What’s the follow-through?
Right from the start, Irwin says it’s important to answer the question of what comes next. "Patients have to be taught how to exercise and how to monitor symptoms," he says. That makes patients able to continue on their own after formal programs end.
Wells helped to organize walking routines on the boardwalk at the Jersey shore so patients would have something to go to after their insurance benefit ran out for formal physical therapy. During the events, volunteers were available to take blood pressure as they made their way down the boards.
"I tell everyone they should be walking," Zimmer says, noting that people should take a common sense approach. Competitive sports and heavy exertion may be out, but if the patient can tolerate it, using the stairs may be appropriate. He notes that after his patients have been optimized, he will suggest they head out to the mall or some other public place. Having other people around may be reassuring to the patient and the numerous benches provide places to rest when they are needed.
Irwin says patients can learn to keep their exercise practical.
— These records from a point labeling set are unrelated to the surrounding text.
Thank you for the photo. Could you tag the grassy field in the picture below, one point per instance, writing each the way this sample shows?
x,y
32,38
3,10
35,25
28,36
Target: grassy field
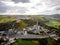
x,y
25,42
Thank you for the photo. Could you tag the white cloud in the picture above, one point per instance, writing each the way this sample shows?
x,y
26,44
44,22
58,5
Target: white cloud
x,y
30,7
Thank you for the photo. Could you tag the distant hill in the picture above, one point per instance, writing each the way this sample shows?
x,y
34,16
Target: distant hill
x,y
54,16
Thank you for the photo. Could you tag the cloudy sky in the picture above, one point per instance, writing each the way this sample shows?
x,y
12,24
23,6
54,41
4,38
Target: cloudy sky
x,y
31,7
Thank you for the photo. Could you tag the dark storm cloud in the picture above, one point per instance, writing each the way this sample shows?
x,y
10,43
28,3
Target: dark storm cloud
x,y
3,7
23,1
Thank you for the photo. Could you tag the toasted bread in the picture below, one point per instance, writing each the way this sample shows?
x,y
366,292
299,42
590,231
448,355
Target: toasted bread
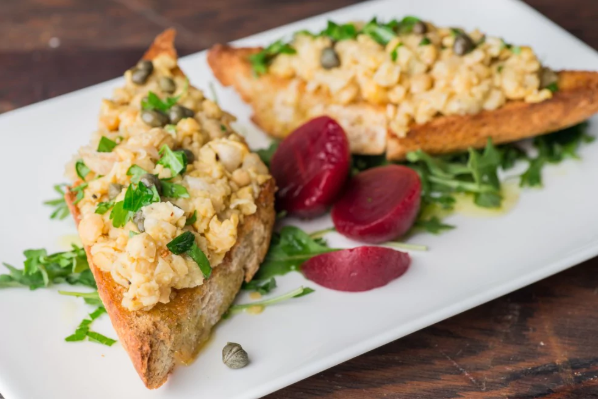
x,y
365,124
158,339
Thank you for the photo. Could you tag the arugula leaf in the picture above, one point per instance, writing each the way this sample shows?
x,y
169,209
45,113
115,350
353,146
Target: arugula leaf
x,y
135,172
260,61
191,220
82,169
175,160
261,287
61,210
267,154
104,206
338,32
42,270
174,190
299,292
288,250
185,243
106,145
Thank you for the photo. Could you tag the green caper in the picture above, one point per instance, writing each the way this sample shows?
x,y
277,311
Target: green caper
x,y
114,190
150,180
420,28
547,77
139,220
146,65
329,58
167,84
463,44
139,76
189,154
154,118
177,113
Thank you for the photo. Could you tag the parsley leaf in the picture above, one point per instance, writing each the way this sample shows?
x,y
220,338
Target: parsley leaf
x,y
81,169
106,145
261,287
175,160
267,154
61,210
174,190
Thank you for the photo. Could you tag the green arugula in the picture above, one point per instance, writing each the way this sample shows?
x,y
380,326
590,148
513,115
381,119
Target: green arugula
x,y
176,161
82,169
288,250
61,210
42,270
106,145
260,61
267,154
173,190
262,287
185,243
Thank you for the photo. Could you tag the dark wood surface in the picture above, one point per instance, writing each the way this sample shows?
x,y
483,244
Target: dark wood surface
x,y
541,341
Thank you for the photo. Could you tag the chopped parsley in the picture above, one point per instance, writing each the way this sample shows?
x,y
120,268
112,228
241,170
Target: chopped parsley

That way, activity remains accessible and patients are more likely to stay motivated to do it.
"Patients have to be taught how to exercise and how to monitor symptoms, or else they’ll just revert back again in about the same time it took to build them up," Irwin says. He says his patients often begin with monitored sessions of aerobic exercise and functional activities like step-ups. He also teaches his patients about walking and other aerobic activity and then, perhaps, working on muscle strength.